ARMIN ELECTRIC CONCLUSIO

Das Porsche eBike Cross ist nicht nur ein Designerstück, das gut ins Wohnzimmer oder vor ein schickes Café passt, sondern auch ein sportliches Fully, das sich im mittelschweren Gelände oder Trails gut zurechtfindet. Für extremes Gelände ist das E-Bike aufgrund des moderaten Federwegs und der hohen Überstandshöhe nicht ausgelegt, ansonsten aber ein echter Allrounder. Das hat es sowohl am Weg ins Büro nach Kitzbühel als auch beim rasanten Downhill vom Lärchfilzkogel in Fieberbrunn bewiesen. Insgesamt legte ich knapp 200 Kilometer damit zurück. Die Reichweite war mit dem 625 Wh-Akku stets vollkommen ausreichend.

Preislich wurde die zweite Generation des eBike Cross um knapp 1.000 Euro angehoben und kostet jetzt in Österreich und Deutschland 8.900 Euro.
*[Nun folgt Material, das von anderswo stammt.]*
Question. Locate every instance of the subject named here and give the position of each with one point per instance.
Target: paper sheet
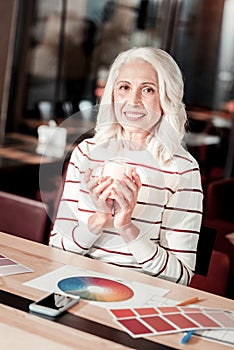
(150, 295)
(11, 267)
(144, 295)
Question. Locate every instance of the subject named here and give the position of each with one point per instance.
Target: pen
(187, 302)
(186, 337)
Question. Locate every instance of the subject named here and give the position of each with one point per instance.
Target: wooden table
(85, 326)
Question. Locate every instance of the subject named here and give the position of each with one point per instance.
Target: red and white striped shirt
(168, 213)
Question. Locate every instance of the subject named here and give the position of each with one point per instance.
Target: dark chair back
(24, 217)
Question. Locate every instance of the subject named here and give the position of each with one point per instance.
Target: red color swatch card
(149, 321)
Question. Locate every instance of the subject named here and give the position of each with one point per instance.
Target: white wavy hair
(167, 135)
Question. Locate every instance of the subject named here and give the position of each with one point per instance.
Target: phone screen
(55, 301)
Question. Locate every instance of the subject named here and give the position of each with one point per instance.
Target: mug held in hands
(116, 170)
Die Erhöhung ist aufgrund des Upgrades und der allgemeinen Preissteigerungen durchaus vertretbar. Das neue Elektro-Fully ist bereits im Online-Shop von Porsche bestellbar und wird von einer Spedition direkt vor die Haustüre geliefert. Alternativ kann das Bike auch direkt über eines der Porsche Zentren erworben werden.